Adobe Premiere Pro: Adjusting White Balance with the Fast Color Corrector
Click this eyedropper to make it active, and then click a region that's supposed to be pure white in the frame.
If the Auto Color effect doesn’t resolve color problems in your video, try white balancing your clip using the Fast Color Corrector effect. Here’s how:
1. Double-click the target clip on the timeline.
2. Click the Effect Controls tab to open that panel.
3. In the Effects panel, click and drag the Fast Color Corrector effect from the Color Correction subfolder to the Effect Controls panel, to the space below the Levels or Brightness & Contrast effect, if applied. Otherwise drag it to the slot just below the Opacity effect.
The Fast Color Corrector seems to work best when inserted below the Levels effect. You can easily shift the order by dragging the effects up and down in the Effect Controls panel.
4. Click the triangle to the left of the Fast Color Corrector to reveal its configurable properties (see photo).
5. If desired, select the Show Split View checkbox and adjust options to your liking (Horizontal or Vertical view in the Layout drop-down list and percentage in the Split View Percent).
6. Click the eyedropper next to the White Balance chip, press the Ctrl key, and click a spot in the video frame that should be pure white. I’m using the white shirt of the girl in the coat. Sample a few white areas to see which provides the best result. If this resolves your problem, skip to step 8. If not, move to step 7.
If there are no white patches in a particular frame, move to a frame from the same scene that contains some white. If there are no frames that contain white, see #28 on using the RGB Parade scope.
7. Drag the outside color wheel and/or the Color Correction widget to get close, then fine-tune it with the numerical controls. fig 26b
8. When you’ve completed your adjustment, remember to deselect the Show Split View checkbox you selected in Step 5; otherwise Premiere Pro will render your video with the split view intact.

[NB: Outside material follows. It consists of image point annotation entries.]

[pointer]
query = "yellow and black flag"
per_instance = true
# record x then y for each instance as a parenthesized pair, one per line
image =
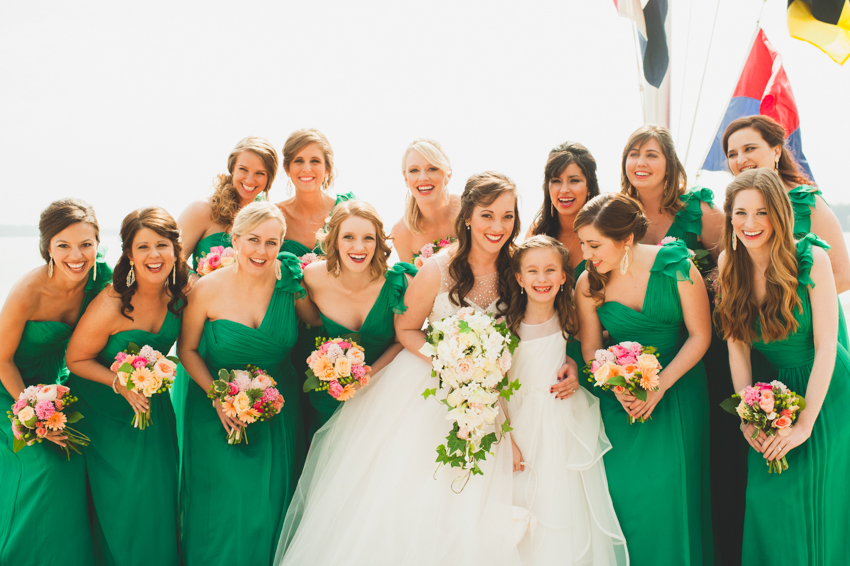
(823, 23)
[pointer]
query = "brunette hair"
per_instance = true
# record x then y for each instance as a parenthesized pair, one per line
(773, 134)
(481, 189)
(564, 305)
(675, 177)
(616, 216)
(158, 220)
(342, 212)
(737, 310)
(225, 201)
(59, 215)
(546, 222)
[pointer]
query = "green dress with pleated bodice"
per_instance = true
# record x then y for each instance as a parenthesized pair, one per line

Don’t Sample Pure White Pixels
Even if your video has a color-cast, pixels that are overexposed (e.g., over 100 IRE) are “pure white.” If you choose one of these pixels, the Fast Color Corrector will assume that your whites are white, and won’t correct the cast. Keep your eye on the color chip next to the eyedropper as you choose your pixels in the frame, and if it’s pure white, don’t click that pixel. By the way, pressing the Ctrl key while making your selection forces Premiere Pro to sample a group of pixels, rather than a single pixel, which reduces the risk of aberrant results.
What About the Other Controls?
Immediately under the Saturation controls are Auto Black Level, Auto Contrast, and Auto White Level controls and individual eyedroppers for Black Level, Gray Level, and White Level. These largely duplicate the controls used in the Levels tool (#22) Levels Settings histogram (Figure 23c). For this reason, I typically don’t use these adjustments.
What About Scene Changes?
If there’s a scene change in your project, you may have to reapply the Fast Color Corrector, as you will if you white balance your camera. However, if multiple shots from the same basic setup are on your timeline, there are strategies for quickly applying effects to multiple clips on the timeline.